Riemann solvers and undercompressive shocks of convex FPU chains

TL;DR

This paper investigates how discrete FPU chains with convex potentials exhibit non-classical shocks, including undercompressive and dispersive shocks, which differ from classical p-system solutions, through systematic comparison and numerical analysis.

Contribution

It introduces modified p-system Riemann solvers to describe atomistic FPU chain solutions, revealing the existence of undercompressive shocks and their relation to flux convexity.

Findings

FPU chains can produce conservative shocks not predicted by classical p-systems.

Dispersive shocks replace Lax shocks in FPU chain solutions.

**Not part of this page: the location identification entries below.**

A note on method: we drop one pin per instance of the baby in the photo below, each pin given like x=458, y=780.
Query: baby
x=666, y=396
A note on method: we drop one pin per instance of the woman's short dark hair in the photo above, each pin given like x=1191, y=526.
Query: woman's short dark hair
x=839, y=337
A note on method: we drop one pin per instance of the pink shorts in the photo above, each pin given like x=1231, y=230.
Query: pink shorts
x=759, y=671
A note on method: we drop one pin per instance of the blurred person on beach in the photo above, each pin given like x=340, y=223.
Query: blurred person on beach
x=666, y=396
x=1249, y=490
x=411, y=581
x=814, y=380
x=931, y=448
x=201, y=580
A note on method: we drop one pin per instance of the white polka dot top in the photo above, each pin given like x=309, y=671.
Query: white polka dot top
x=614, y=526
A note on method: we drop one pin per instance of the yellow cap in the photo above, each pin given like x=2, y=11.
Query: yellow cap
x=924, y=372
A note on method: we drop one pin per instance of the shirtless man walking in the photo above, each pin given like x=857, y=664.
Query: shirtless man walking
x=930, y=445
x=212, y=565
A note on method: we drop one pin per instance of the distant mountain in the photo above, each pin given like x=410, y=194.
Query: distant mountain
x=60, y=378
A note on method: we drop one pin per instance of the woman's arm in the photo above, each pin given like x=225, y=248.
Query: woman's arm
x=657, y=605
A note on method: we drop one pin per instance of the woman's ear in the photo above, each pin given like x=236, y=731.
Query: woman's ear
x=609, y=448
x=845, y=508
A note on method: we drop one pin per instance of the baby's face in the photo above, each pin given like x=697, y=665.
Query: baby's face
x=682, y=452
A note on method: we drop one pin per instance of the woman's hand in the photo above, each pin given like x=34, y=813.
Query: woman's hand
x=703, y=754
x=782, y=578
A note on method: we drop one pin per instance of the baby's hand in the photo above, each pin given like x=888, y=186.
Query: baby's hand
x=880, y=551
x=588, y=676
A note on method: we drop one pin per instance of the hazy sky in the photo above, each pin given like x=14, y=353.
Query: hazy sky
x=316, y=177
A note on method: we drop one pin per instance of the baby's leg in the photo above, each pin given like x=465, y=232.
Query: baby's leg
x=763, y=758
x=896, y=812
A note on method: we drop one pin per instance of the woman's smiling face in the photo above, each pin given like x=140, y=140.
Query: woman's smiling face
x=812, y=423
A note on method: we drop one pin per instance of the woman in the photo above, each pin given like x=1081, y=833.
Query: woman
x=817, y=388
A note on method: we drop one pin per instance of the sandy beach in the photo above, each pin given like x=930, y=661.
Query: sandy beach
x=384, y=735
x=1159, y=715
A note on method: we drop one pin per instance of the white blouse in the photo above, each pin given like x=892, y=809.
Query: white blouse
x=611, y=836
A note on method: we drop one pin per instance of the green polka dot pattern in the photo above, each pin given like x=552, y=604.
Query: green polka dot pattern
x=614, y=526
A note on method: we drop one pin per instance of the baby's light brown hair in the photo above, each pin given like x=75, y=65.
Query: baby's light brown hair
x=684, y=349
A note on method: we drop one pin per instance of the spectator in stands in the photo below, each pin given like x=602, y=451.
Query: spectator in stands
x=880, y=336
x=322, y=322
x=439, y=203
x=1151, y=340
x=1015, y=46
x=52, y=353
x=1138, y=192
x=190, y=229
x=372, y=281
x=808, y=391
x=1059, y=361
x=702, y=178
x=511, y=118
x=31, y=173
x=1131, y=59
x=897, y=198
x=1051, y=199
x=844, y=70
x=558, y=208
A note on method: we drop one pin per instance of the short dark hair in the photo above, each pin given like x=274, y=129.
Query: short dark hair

Convex-concave fluxes lead to supersonic conservative shocks, while concave-convex fluxes do not.

Abstract

We consider FPU-type atomic chains with general convex potentials. The naive continuum limit in the hyperbolic space-time scaling is the p-system of mass and momentum conservation. We systematically compare Riemann solutions to the p-system with numerical solutions to discrete Riemann problems in FPU chains, and argue that the latter can be described by modified p-system Riemann solvers. We allow the flux to have a turning point, and observe a third type of elementary wave (conservative shocks) in the atomistic simulations. These waves are heteroclinic travelling waves and correspond to non-classical, undercompressive shocks of the p-system. We analyse such shocks for fluxes with one or more turning points. Depending on the convexity properties of the flux we propose FPU-Riemann solvers. Our numerical simulations confirm that Lax-shocks are replaced by so called dispersive shocks. For convex-concave flux we provide numerical evidence that convex FPU chains follow the p-system in generating conservative shocks that are supersonic. For concave-convex flux, however, the conservative shocks of the p-system are subsonic and do not appear in FPU-Riemann solutions.